NEW YORK — The undead, Medieval-themed suburban restaurants, the mall. Druidism, decapitated chickens, rebirth. Church, sheep slaughter, science fiction. These are a few, not all, of the topics touched upon on the Pixies’ 10th studio album, “The Night the Zombies Came.”
A 13-track kaleidoscopic collection of songs — their first with new bassist Emma Richardson — the album veers from folk to punk to psychedelia and back again and in between, never neatly fitting into a particular formula.
In truth, “The Night the Zombies Came” plays out more like a film, each song a small vignette. Frontman and visual artist Black Francis, born Charles Thompson, says that’s particularly evident in their slow or midtempo songs — the ones where they value space and reverb — an energetic choice as well as a musical one.
“When you play, like, surf music, but you kind of dress it up in a little bit of a tuxedo or whatever, and you end up coming up with something that’s a little more spaghetti Western, right? Or more and you know, Ennio Morricone,” he says. “We’re not very good at any particular genre. We like all of the genres of so-called popular music.”
That’s evident across “The Night the Zombies Came.” Eclectic folk moments pull influence from Shirley Collins; Black’s chanty monotone on “Jane (The Night the Zombies Came)” is all Baxter Dury meets Sleaford Mods, though he says the song is “a mixture of Lou Reed and church music.” The quirky palm-muted guitar pop of “Hypnotized” is loosely written in the style of a sestina, a poetic form. Closer “The Vegas Suite” is based off the 1950s standard “Que Sera, Sera.”
“There isn’t really a unifying theme,” Francis says — and there really hasn’t been one on any of the Pixies’ albums.
But listeners, of course, are free to draw their own connections: Like the one that might be made between “Ernest Evans,” a rollicking burst about American singer Chubby Checker, best known for “The Twist” and “Kings of the Prairie,” inspired by Mexican troubadours touring the West Coast. There, the image of an exhaustive performance schedule — the open road, an endless sea of motel doors and gigging — feels like a thematic throughline in an album of unexpected turns.
And it works: the Pixies have always been outsiders; it’s what makes their music connect.

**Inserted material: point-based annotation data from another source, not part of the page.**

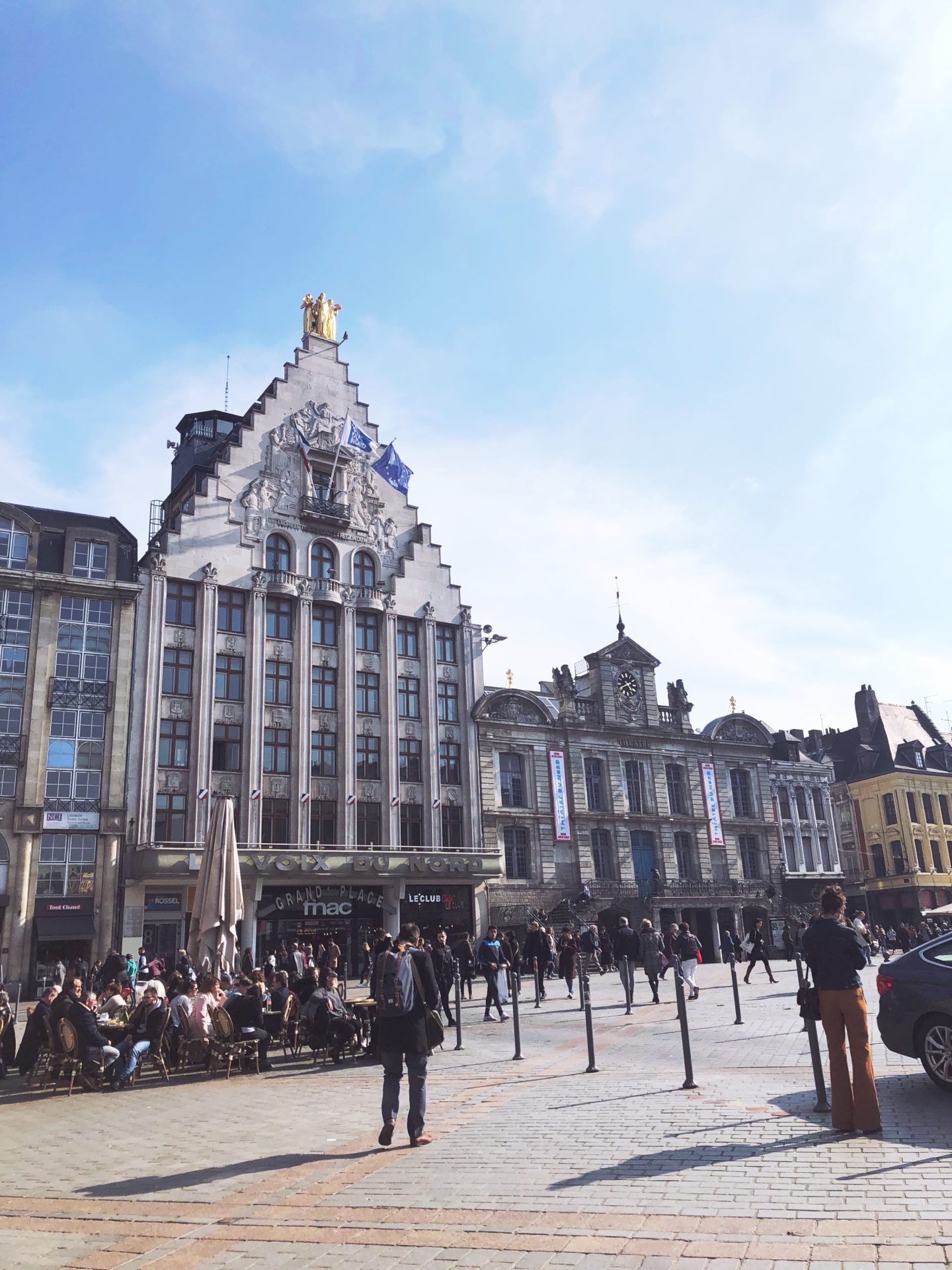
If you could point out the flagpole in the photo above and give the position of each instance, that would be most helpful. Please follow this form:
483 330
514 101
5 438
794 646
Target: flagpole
340 443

Earlier this year, the Pixies’ “Doolittle,” one of the great alternative rock records of the last few decades — and certainly the one that cemented his band as an eccentric, strange, revolutionary force in guitar music soon to be acknowledged by the mainstream — turned 35. Francis isn’t one to use an anniversary as a tool for reflection, rather, suggesting that his relationship with the album has remained the same. “I think we knew we were doing good work at the time,” he says. “We were glad people liked it.”
“At the risk of sounding faux-humble, it’s not really my position to kind of go, ‘Well, here’s how my music sits in the pantheon of records and what it means and all that (expletive),’” he says. “It’s hard to talk about your own records as being quote-unquote influential or important or whatever because yeah, it sounds a little crass.”
“Doolittle” follows “Surfer Rosa,” the band’s canonized 1988 album known to Nirvana fans the world over as the one that inspired Kurt Cobain’s songwriting on the 1991 landmark album “Nevermind.” It’s one many fans have been returning to in 2024, following the untimely death of its legendary producer, Steve Albini after a heart attack in May. He was 61.
“It was nice, in a way, to work with someone who wasn’t taking it all too seriously, wasn’t taking us that seriously, was a little sort of almost dismissive,” he says of working with Albini. “That is a tone … that one can take when you’re making your art or whatever that can be useful. It can be useful to not take it all too seriously. That you have to be willing to just go, ‘It’s good, but we could just also destroy it all right now and start over.’ I mean, you have to not be so precious about it.”